Known bugs and missing features:
	A method for outputting a record as straight text (__str__)
	Properly parsing the CODON_USAGE section.
	More refinement of expressions for POSITION section.
	Methods to handle CODON_USAGE and POSITION callbacks
	Parsing c.hominis aa_sequences (I'm not sure this is exactly a bug, 
see below)

I'm not really interested in codon usage, position and returning a 
record in string form (for my current needs), so I haven't spent the 
time handling this stuff. It should be fairly easy to add if someone 
cares enough. Otherwise I may get around to it one day.

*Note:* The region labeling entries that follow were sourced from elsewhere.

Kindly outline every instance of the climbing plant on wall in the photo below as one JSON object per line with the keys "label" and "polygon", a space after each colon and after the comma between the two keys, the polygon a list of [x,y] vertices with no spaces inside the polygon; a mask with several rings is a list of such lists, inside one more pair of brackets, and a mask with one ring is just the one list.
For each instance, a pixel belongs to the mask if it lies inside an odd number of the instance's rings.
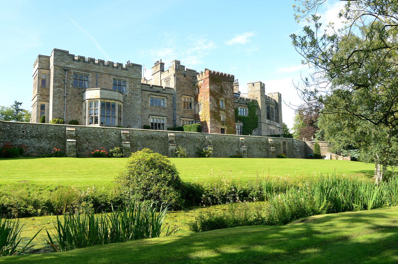
{"label": "climbing plant on wall", "polygon": [[248,115],[240,116],[238,108],[235,108],[235,122],[243,123],[242,126],[242,134],[252,135],[253,130],[258,126],[258,117],[257,116],[257,102],[250,102],[246,104],[248,107]]}

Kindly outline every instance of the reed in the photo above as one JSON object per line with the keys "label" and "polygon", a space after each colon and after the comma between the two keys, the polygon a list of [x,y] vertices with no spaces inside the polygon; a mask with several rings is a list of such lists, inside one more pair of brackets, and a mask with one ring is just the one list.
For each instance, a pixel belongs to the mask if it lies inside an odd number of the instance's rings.
{"label": "reed", "polygon": [[[133,203],[108,213],[70,212],[61,222],[57,217],[56,234],[47,231],[48,241],[55,252],[66,251],[90,246],[170,235],[175,227],[165,231],[163,225],[168,208],[160,210],[152,203]],[[55,243],[55,242],[56,242]],[[57,245],[58,245],[58,246]]]}
{"label": "reed", "polygon": [[0,257],[23,254],[34,245],[29,246],[41,229],[25,246],[18,246],[22,241],[21,232],[23,225],[20,226],[19,219],[7,219],[0,215]]}

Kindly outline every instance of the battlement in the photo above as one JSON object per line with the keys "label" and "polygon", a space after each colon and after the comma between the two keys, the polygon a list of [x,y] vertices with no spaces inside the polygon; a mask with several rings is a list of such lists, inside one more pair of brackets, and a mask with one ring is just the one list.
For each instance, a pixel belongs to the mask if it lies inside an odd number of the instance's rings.
{"label": "battlement", "polygon": [[160,61],[157,61],[155,62],[155,63],[154,63],[153,65],[154,65],[154,66],[156,66],[158,64],[160,64],[160,63],[162,63],[162,64],[164,64],[164,62],[162,62],[162,60],[161,59]]}
{"label": "battlement", "polygon": [[235,80],[235,77],[232,74],[211,71],[207,69],[205,69],[204,71],[201,71],[199,73],[197,74],[196,76],[198,77],[200,77],[206,75],[208,75],[209,76],[212,75],[212,77],[216,77],[216,78],[221,77],[223,79],[230,79],[232,82],[233,82]]}
{"label": "battlement", "polygon": [[[141,83],[141,87],[144,91],[149,91],[152,90],[152,91],[156,93],[162,93],[162,92],[166,92],[166,93],[170,93],[174,91],[174,89],[169,87],[166,86],[160,86],[160,85],[151,85],[148,83]],[[169,93],[167,93],[169,92]]]}
{"label": "battlement", "polygon": [[270,93],[267,94],[267,95],[270,97],[272,97],[273,98],[275,98],[277,96],[278,97],[278,98],[282,98],[282,95],[281,95],[280,93],[278,93],[278,92]]}
{"label": "battlement", "polygon": [[236,103],[246,104],[251,102],[257,102],[257,100],[255,99],[252,99],[247,97],[234,97],[234,102]]}
{"label": "battlement", "polygon": [[107,67],[111,67],[113,68],[116,68],[117,69],[120,68],[123,69],[128,70],[129,68],[133,67],[133,66],[139,66],[140,67],[142,67],[142,65],[140,64],[136,64],[135,63],[131,63],[130,62],[130,61],[127,61],[125,64],[123,65],[123,63],[118,62],[114,62],[109,61],[105,61],[104,60],[96,59],[93,58],[90,58],[89,57],[86,58],[84,56],[77,55],[75,55],[74,54],[70,54],[68,51],[63,50],[62,49],[54,49],[53,52],[55,55],[66,55],[67,56],[70,56],[72,59],[72,60],[75,61],[79,61],[87,63],[92,63],[93,64],[101,65],[101,66]]}

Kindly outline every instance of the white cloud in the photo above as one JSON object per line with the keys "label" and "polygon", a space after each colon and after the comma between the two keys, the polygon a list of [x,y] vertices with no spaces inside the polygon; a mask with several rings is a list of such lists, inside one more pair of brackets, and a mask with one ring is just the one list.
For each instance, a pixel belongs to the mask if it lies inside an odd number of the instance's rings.
{"label": "white cloud", "polygon": [[335,1],[331,4],[330,2],[325,3],[325,9],[319,14],[321,16],[319,22],[322,24],[321,28],[322,30],[326,29],[327,26],[330,22],[334,23],[333,27],[336,30],[341,28],[344,25],[344,19],[339,18],[338,14],[340,10],[344,7],[345,1]]}
{"label": "white cloud", "polygon": [[[164,34],[167,35],[167,33]],[[174,36],[174,38],[176,37]],[[162,61],[167,64],[175,59],[180,60],[181,63],[187,68],[203,63],[201,59],[209,55],[210,51],[217,48],[215,44],[212,41],[205,38],[203,36],[190,36],[187,38],[188,41],[184,46],[178,44],[181,41],[175,41],[173,39],[169,39],[169,46],[168,47],[153,48],[149,51],[149,53],[154,61],[161,59]],[[147,68],[146,74],[149,74],[150,79],[150,69]],[[148,79],[148,77],[146,77]]]}
{"label": "white cloud", "polygon": [[299,105],[302,102],[301,99],[297,95],[293,81],[292,77],[287,77],[281,79],[269,80],[264,82],[265,85],[266,93],[279,92],[282,94],[283,101],[282,104],[282,119],[290,128],[293,126],[295,106]]}
{"label": "white cloud", "polygon": [[235,37],[225,41],[227,45],[233,45],[235,44],[246,44],[250,41],[250,37],[254,35],[254,32],[245,32],[240,35],[237,35]]}
{"label": "white cloud", "polygon": [[300,64],[299,65],[296,65],[295,66],[289,66],[289,67],[279,68],[276,71],[274,72],[274,73],[293,73],[298,71],[305,70],[308,68],[308,66]]}
{"label": "white cloud", "polygon": [[94,37],[91,35],[90,35],[90,33],[89,33],[88,32],[85,30],[84,29],[81,27],[80,25],[79,25],[79,24],[77,24],[77,23],[76,21],[72,19],[70,17],[69,17],[69,16],[67,15],[66,14],[65,14],[67,17],[68,17],[68,18],[69,19],[69,20],[70,20],[71,22],[73,23],[75,26],[77,27],[78,28],[79,28],[79,29],[81,30],[83,33],[85,34],[90,39],[93,41],[93,42],[94,42],[94,43],[95,44],[96,46],[97,47],[97,48],[98,49],[98,50],[100,51],[101,51],[101,52],[103,54],[104,56],[105,56],[105,57],[106,58],[106,59],[108,61],[110,61],[111,59],[109,58],[109,57],[108,56],[108,54],[107,54],[106,52],[105,52],[105,51],[103,50],[103,49],[102,48],[102,47],[101,47],[101,45],[100,45],[100,43],[98,43],[98,42],[96,40],[95,38],[94,38]]}

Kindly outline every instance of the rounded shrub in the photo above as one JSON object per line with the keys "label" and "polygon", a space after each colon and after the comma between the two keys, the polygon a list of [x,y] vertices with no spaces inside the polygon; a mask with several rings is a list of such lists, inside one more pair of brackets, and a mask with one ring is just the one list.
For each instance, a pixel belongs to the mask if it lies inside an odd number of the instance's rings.
{"label": "rounded shrub", "polygon": [[132,154],[115,183],[127,203],[151,200],[158,206],[182,208],[182,181],[176,165],[165,156],[149,149]]}
{"label": "rounded shrub", "polygon": [[73,125],[74,126],[77,126],[79,124],[79,121],[76,119],[72,119],[69,121],[70,125]]}
{"label": "rounded shrub", "polygon": [[321,156],[321,148],[319,146],[319,144],[318,143],[315,143],[314,144],[314,159],[320,159],[322,158]]}
{"label": "rounded shrub", "polygon": [[50,124],[65,124],[65,121],[64,120],[64,118],[53,118],[50,120]]}
{"label": "rounded shrub", "polygon": [[40,123],[45,123],[46,122],[46,116],[41,116],[40,117],[40,120],[39,121]]}

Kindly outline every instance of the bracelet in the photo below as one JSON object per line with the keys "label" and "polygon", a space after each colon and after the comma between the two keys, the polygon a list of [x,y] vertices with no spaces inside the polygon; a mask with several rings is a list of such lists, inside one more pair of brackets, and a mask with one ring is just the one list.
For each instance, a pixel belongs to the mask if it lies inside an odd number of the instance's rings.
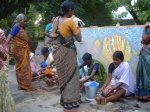
{"label": "bracelet", "polygon": [[106,84],[103,85],[105,88],[107,87]]}
{"label": "bracelet", "polygon": [[6,58],[6,54],[4,54],[4,57],[3,57],[3,59],[5,59]]}

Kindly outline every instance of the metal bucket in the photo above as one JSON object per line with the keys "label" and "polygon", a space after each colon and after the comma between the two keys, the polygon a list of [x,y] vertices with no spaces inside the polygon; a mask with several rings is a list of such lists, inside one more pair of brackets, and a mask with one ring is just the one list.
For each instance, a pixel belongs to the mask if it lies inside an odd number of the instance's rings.
{"label": "metal bucket", "polygon": [[84,83],[84,86],[85,86],[86,99],[92,101],[95,99],[95,96],[97,94],[99,83],[96,82],[97,85],[90,86],[91,83],[93,83],[93,82],[86,82],[86,83]]}

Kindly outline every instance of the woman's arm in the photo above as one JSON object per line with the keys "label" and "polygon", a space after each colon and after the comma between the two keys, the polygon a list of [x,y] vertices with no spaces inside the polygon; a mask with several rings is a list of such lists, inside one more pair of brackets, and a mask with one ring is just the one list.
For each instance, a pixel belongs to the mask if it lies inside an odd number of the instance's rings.
{"label": "woman's arm", "polygon": [[82,41],[81,40],[81,30],[79,28],[78,28],[78,30],[79,30],[79,33],[77,35],[75,35],[75,38],[78,42],[81,42]]}
{"label": "woman's arm", "polygon": [[13,36],[11,35],[11,34],[9,34],[8,36],[7,36],[7,43],[9,43],[9,41],[10,41],[10,39],[12,38]]}
{"label": "woman's arm", "polygon": [[45,30],[45,31],[44,31],[45,36],[47,36],[47,37],[49,37],[49,38],[53,38],[53,36],[51,36],[48,32],[49,32],[48,30]]}
{"label": "woman's arm", "polygon": [[6,60],[7,60],[7,55],[4,54],[2,51],[0,51],[0,58],[1,58],[3,61],[6,61]]}
{"label": "woman's arm", "polygon": [[148,44],[150,41],[150,35],[146,35],[146,29],[149,27],[149,23],[147,22],[143,28],[143,33],[142,33],[142,44]]}
{"label": "woman's arm", "polygon": [[107,76],[107,79],[106,79],[105,83],[103,84],[103,86],[101,87],[101,89],[105,89],[109,85],[111,80],[112,80],[112,74],[109,73],[108,76]]}
{"label": "woman's arm", "polygon": [[91,75],[88,76],[88,77],[86,77],[86,78],[84,78],[84,79],[81,79],[81,80],[80,80],[80,83],[84,83],[84,82],[86,82],[86,81],[92,79],[92,78],[94,77],[95,73],[96,73],[96,70],[92,70]]}

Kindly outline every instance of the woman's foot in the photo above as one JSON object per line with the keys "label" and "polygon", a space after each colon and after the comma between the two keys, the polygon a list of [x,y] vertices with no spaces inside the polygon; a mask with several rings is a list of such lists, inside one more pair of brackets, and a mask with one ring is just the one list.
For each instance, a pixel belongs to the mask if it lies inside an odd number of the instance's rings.
{"label": "woman's foot", "polygon": [[97,94],[95,97],[97,104],[101,104],[101,94]]}
{"label": "woman's foot", "polygon": [[79,108],[72,108],[72,109],[64,108],[64,112],[79,112]]}
{"label": "woman's foot", "polygon": [[147,102],[147,103],[145,103],[145,105],[148,105],[148,106],[150,106],[150,101],[149,101],[149,102]]}
{"label": "woman's foot", "polygon": [[30,89],[28,89],[28,90],[26,90],[26,91],[36,91],[37,90],[37,88],[30,88]]}

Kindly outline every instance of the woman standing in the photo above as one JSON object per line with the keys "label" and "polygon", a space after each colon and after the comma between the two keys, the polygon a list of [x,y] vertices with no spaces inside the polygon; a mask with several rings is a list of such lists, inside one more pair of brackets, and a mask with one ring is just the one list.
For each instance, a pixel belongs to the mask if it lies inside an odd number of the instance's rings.
{"label": "woman standing", "polygon": [[23,27],[26,24],[27,17],[19,14],[15,19],[15,25],[12,27],[7,41],[11,40],[11,52],[15,60],[16,77],[18,89],[34,90],[31,86],[32,76],[29,59],[28,36]]}
{"label": "woman standing", "polygon": [[71,18],[74,9],[73,2],[64,1],[52,28],[54,66],[59,77],[61,104],[67,112],[78,111],[80,100],[77,52],[73,36],[81,42],[81,34]]}
{"label": "woman standing", "polygon": [[150,101],[150,16],[147,17],[141,43],[143,48],[136,69],[137,87],[135,94],[138,99]]}
{"label": "woman standing", "polygon": [[8,89],[6,66],[3,61],[7,60],[8,44],[4,31],[0,29],[0,112],[16,112],[14,100]]}

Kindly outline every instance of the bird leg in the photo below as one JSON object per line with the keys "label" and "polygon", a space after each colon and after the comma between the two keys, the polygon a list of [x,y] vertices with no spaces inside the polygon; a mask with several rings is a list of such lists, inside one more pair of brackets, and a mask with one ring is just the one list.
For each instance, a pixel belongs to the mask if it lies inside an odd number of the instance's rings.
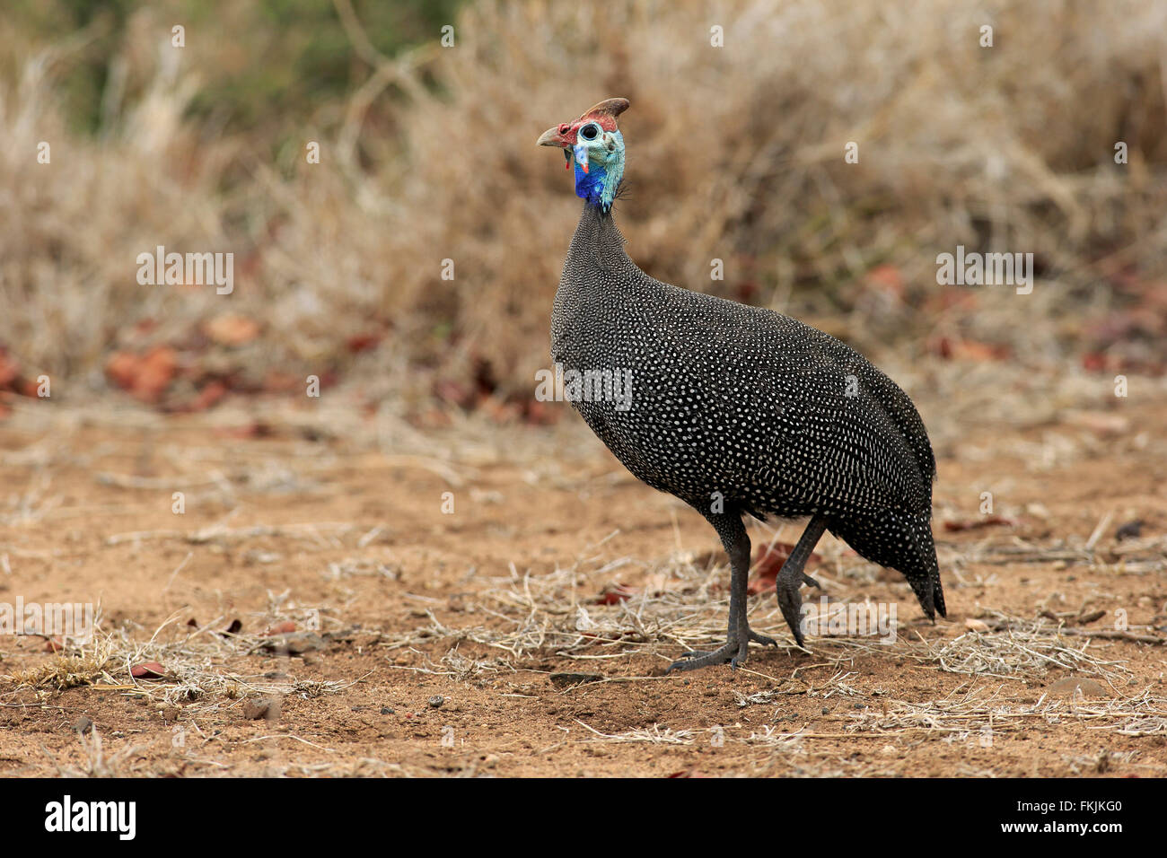
{"label": "bird leg", "polygon": [[818,581],[803,572],[803,567],[806,565],[808,558],[810,558],[810,552],[815,550],[815,545],[822,538],[824,530],[826,530],[826,519],[820,516],[813,516],[810,519],[810,524],[806,525],[806,530],[798,537],[798,544],[790,552],[790,557],[782,564],[782,570],[778,572],[777,580],[775,581],[782,616],[785,618],[787,626],[790,627],[790,632],[794,634],[798,646],[803,648],[805,648],[805,643],[803,642],[802,632],[802,594],[798,590],[803,584],[809,584],[819,590],[823,588]]}
{"label": "bird leg", "polygon": [[729,662],[731,668],[736,668],[746,661],[746,650],[749,642],[774,643],[773,637],[760,635],[749,627],[746,616],[746,584],[749,579],[749,535],[741,523],[740,515],[727,514],[718,516],[713,521],[713,526],[718,529],[721,544],[725,545],[726,553],[729,554],[729,627],[726,630],[726,643],[712,651],[693,650],[683,653],[679,661],[673,662],[665,670],[671,674],[673,670],[696,670],[707,668],[712,664],[725,664]]}

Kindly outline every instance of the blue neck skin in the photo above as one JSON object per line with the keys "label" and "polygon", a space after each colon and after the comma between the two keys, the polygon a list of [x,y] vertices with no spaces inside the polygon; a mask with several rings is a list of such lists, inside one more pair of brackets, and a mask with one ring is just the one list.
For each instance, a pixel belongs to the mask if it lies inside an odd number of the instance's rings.
{"label": "blue neck skin", "polygon": [[573,161],[573,165],[575,167],[575,196],[582,197],[589,205],[599,205],[605,211],[608,211],[612,208],[612,203],[606,203],[603,200],[603,188],[608,179],[608,172],[602,165],[595,162],[588,165],[587,173],[584,172],[584,168],[578,162]]}

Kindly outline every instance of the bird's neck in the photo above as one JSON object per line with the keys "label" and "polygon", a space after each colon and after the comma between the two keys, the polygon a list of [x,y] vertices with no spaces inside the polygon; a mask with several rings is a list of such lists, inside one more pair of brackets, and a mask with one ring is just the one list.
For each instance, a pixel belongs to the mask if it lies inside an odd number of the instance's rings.
{"label": "bird's neck", "polygon": [[572,237],[571,250],[567,251],[567,264],[578,270],[589,267],[609,267],[624,253],[624,237],[616,229],[612,211],[603,211],[591,201],[584,202],[575,235]]}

I know c.hominis parsing is broken because they have very odd aa_seq 
entries and I'm trying to figure out if they have a broken program 
creating the file, mean something sensible, or it is just another dumb 
stretching of an inadequate flat-file format designed to test the 
patience of people writing parsers.

I think it could do with some polishing and the parsing regexes could 
probably be optimised a fair bit but it is useful as it is.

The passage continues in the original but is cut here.